If your MMF was too sticky it may have needed a little more ps kneaded into it. I like to roll out my fondant (and I use MFF not MMF - recipe is also in the recipe section under Michele Foster's Fondant and for commercial I use Satin Ice) using corn starch or a very light smear of shortening.


Hope that helps.

Also as pp mentioned you may have needed some support system for your cakes as well. A good rule of thumb is add support every 4" of cake.

xstitcher Posted 16 Sep 2009 , 3:52am
post #5 of 8

Forgot to add:

Welcome to CC!

Texas_Rose Posted 16 Sep 2009 , 3:56am
post #6 of 8

MMF is sticky even when it's right. That's why people use crisco, powdered sugar or cornstarch to roll it out. I prefer cornstarch because it doesn't take as much to work as the PS and it doesn't make it greasy looking like the crisco (but crisco is good to use when you're learning to work with it, makes it easier).

The MMF that I use is just 1 lb MM, 2 lb PS, 4 tbsp water and then crisco to grease hands and surfaces.

If your cake was carved, the problem was most likely that cake mix cakes don't hold up well to carving. You need something a little sturdier or more dense.

Loucinda Posted 16 Sep 2009 , 12:22pm
post #7 of 8

MMF - mine is never sticky - it is just like purchased fondant. I even put it in the microwave for a few seconds to make it so it is easier to knead.
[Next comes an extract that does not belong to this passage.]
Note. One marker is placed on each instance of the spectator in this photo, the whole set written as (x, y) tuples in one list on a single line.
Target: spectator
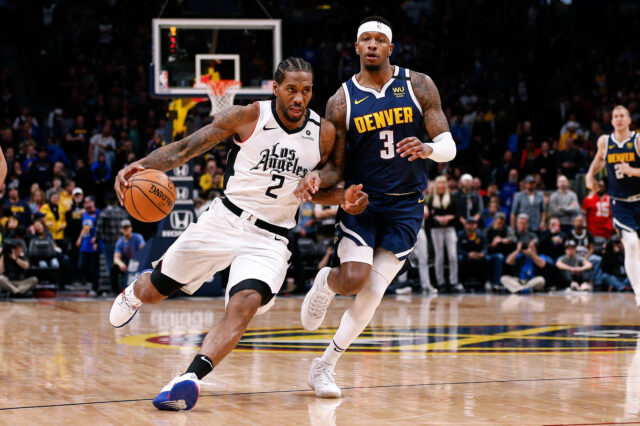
[(13, 268), (19, 208), (88, 263), (552, 240), (501, 241), (108, 229), (614, 276), (103, 143), (125, 249), (563, 204), (547, 165), (525, 268), (530, 202), (573, 269), (509, 189), (54, 218), (443, 233), (73, 218), (468, 202), (472, 251), (597, 209)]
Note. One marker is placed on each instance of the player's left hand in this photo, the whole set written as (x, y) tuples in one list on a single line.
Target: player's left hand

It is all in how much powdered sugar you have kneaded into it - if it is still sticky - it needs more.

I agree with XS - BUY some wilton - play with it - then you will see how it is supposed to feel....and welcome to CC! icon_smile.gif

ashrunn Posted 16 Sep 2009 , 3:01pm
post #8 of 8

Thank you guys so much! icon_biggrin.gif
And by the way...I am already SO addicted to CC. It's bad for procrastinating!